A Tree Grows In Brooklyn is a prime example of a musical that sounds wonderful on record, but surprisingly is a chore to sit through live in a theatre. Huge gobs of the book are given to an annoying comic relief character, who, in one of the most excruciating would-be funny sequences I’ve ever seen, fakes childbirth. Yes, the man she’s with knows she’s fat (although she doesn’t bother to know his real name) and she sends him out of the room, screams a lot, and then shows him a baby. It boggles the mind that this ever passed for humor. Scary, no?
Stephen Sondheim, Hugh Wheeler and Harold Prince set out to frighten the audience in Sweeney Todd. The music references scores from classic horror films, as well as the dies irae. The original Broadway production kept us an arm’s length from the terror by presenting the violence in Grand Guignol form – so stylized you couldn’t take it seriously. But, the best part of Wheeler’s book and Sondheim’s lyrics, the close shave involving the song, Pretty Women, more effectively portrays nail-biting suspense than anything in the musical theatre canon. The creators wisely understood a rarely-discussed principle, that it’s best to let the air out of a pressure valve with a bit of humor. So the sequence winds up the first act with the delicious music hall turn, A Little Priest.

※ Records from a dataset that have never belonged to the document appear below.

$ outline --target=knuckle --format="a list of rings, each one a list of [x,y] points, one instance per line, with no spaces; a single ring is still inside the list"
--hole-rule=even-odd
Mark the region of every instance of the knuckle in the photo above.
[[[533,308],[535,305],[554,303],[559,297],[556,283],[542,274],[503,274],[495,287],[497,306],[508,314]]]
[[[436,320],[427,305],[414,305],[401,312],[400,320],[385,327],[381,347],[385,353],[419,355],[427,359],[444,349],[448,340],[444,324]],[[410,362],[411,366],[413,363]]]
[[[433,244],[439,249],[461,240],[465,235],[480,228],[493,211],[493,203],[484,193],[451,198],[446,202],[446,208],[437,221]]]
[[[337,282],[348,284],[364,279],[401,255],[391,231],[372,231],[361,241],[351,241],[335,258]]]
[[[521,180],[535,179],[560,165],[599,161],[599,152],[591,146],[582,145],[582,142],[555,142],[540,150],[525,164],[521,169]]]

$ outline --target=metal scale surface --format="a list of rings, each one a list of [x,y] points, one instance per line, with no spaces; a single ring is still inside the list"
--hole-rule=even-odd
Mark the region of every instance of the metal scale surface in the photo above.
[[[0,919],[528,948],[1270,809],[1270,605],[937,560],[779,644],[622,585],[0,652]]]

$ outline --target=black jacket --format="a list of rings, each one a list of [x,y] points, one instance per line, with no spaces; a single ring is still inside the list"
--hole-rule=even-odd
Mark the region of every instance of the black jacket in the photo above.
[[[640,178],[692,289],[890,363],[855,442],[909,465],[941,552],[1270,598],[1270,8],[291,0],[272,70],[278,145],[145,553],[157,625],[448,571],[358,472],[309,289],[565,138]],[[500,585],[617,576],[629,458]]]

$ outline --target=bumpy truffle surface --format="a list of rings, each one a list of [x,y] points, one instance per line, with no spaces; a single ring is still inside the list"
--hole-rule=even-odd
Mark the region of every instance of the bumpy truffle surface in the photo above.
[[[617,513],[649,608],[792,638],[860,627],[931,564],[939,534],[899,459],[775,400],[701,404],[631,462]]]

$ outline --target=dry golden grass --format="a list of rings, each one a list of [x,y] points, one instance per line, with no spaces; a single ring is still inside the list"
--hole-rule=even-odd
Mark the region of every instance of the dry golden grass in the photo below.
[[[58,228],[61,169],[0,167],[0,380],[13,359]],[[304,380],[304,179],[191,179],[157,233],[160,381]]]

I often find myself disagreeing with those that claim that Sondheim has been very influential on more recent generations of show-writers. Where, exactly, are these shows that, in any way, resemble his oeuvre? Instead, the past three decades have been splattered with a bunch of bloody musicals that attempt to have fun with their frights in the manner of Menken and Ashman’s Little Shop of Horrors. Some of them actually shoot red-colored liquid into the audience, and provide the first few rows of customers with rain-wear to protect their clothing. That’s not my idea of fun. I loved Little Shop of Horrors because it was constantly funny. I couldn’t abide Toxic Avenger because so many of its gags fell so flat. I had a similar sense of I-should-be-laughing-but-I’m-not at Bat Boy, although the songs in that one exhibited an admirable level of craft. If you found these funny, good for you. But my question is, did they frighten you?
I’ll tell you what musical frightened me, and how it did it: Night of the Hunter. The protagonist was a 12-year-old boy who bravely protects his little sister. They had a secret stash of money. And their mother gets romanced by an ex-con (also, a current con man) with a history of marrying women in order to kill them and steal their money. It’s a situation that’s suspenseful, but also one that particularly lends itself to musicalization as there are strong emotions at play: motherly and brotherly love, and the false love of the villain. There are some genuinely gorgeous tunes by Claibe Richardson and Stephen Cole’s book and lyrics effectively keep you on the edge of your seat. I’m biting my nails just thinking about it. But then, I often bite my nails.
Be safe this Halloween. Use condoms. For trick-or-treat bags. That way you’ll limit your intake of candy.